- Born: December 8, 1954 (age 71)
- Education: University of Florida
- Occupation: Politician
- Spouse: Kevin McCarty
- Relatives: Brian D. Ballard (brother)

= Mary McCarty =

American politician (born 1954)

Mary Ballard McCarty (born December 8, 1954) is a politician and former County Commissioner in Palm Beach County, Florida, and served in office from November 1990 until resigning for corruption, announced on January 8, 2009. McCarty resigned from the Board of County Commissioners after she pleaded guilty to one count of honest services fraud. The charges stemmed from votes on projects that indirectly benefited her husband, Kevin McCarty a former employee of Raymond James, without the required disclosure and she received reduced hotel rates from a company that did business with Palm Beach County.
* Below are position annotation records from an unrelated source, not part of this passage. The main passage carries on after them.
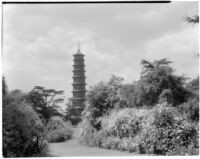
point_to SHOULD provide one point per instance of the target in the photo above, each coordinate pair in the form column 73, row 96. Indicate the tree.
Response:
column 45, row 101
column 157, row 76
column 4, row 87
column 101, row 99
column 22, row 129
column 192, row 19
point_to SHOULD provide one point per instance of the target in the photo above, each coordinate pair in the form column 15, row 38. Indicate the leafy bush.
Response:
column 58, row 130
column 124, row 123
column 59, row 135
column 190, row 109
column 166, row 132
column 22, row 130
column 101, row 99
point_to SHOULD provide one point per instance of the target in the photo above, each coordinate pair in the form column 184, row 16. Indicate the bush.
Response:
column 23, row 132
column 59, row 135
column 166, row 132
column 58, row 130
column 124, row 123
column 190, row 109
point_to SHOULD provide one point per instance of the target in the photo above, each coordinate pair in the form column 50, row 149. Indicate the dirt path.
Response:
column 73, row 148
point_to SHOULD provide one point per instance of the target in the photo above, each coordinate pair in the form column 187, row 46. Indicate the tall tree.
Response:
column 158, row 76
column 45, row 101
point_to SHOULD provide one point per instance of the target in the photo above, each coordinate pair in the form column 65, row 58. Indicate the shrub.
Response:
column 58, row 130
column 22, row 131
column 124, row 123
column 59, row 135
column 190, row 109
column 166, row 132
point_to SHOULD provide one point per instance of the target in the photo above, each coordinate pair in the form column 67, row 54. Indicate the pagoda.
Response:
column 79, row 91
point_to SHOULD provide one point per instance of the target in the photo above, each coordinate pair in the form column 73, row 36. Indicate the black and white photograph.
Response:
column 100, row 78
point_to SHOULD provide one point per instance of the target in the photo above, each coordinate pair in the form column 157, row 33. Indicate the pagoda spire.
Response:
column 79, row 48
column 79, row 83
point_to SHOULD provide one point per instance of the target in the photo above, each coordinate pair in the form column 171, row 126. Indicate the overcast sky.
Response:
column 40, row 39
Prior to joining the County Commission, McCarty was elected to the Delray Beach, Florida City Commission; she was first elected to the post in 1987 at the age of 32. In December 2000 McCarty became the chair of the Palm Beach County Republican Party. and served two years.

After pleading guilty, McCarty served 21 months of a 3½-year prison sentence. After being released from a Texas prison, McCarty and her husband (who also served prison time) returned to Palm Beach County and jointly started a management consulting business. Mary McCarty also opened a life coaching business.

== Early life, education and family ==

Mary Ballard McCarty was born in Chicago, Illinois on December 8, 1954, the eldest of six children. One of his brothers, Brian D. Ballard, became lobbyist and founder of lobbying firm Ballard Partners. The family lived there for a time in Arlington Heights and Northbrook, both suburbs of Chicago. In 1969, McCarty's family moved to Spooner, Wisconsin, where McCarty graduated from Spooner High School in June, 1972. In the same month, McCarty's family moved to Delray Beach, Florida. McCarty started attending the University of Florida in 1973. She began her career in politics as an intern for U.S. House Majority Leader Tip O'Neill in Washington D.C. in 1974 and helped to monitor the Watergate Hearings. She worked as a waitress to help pay for college.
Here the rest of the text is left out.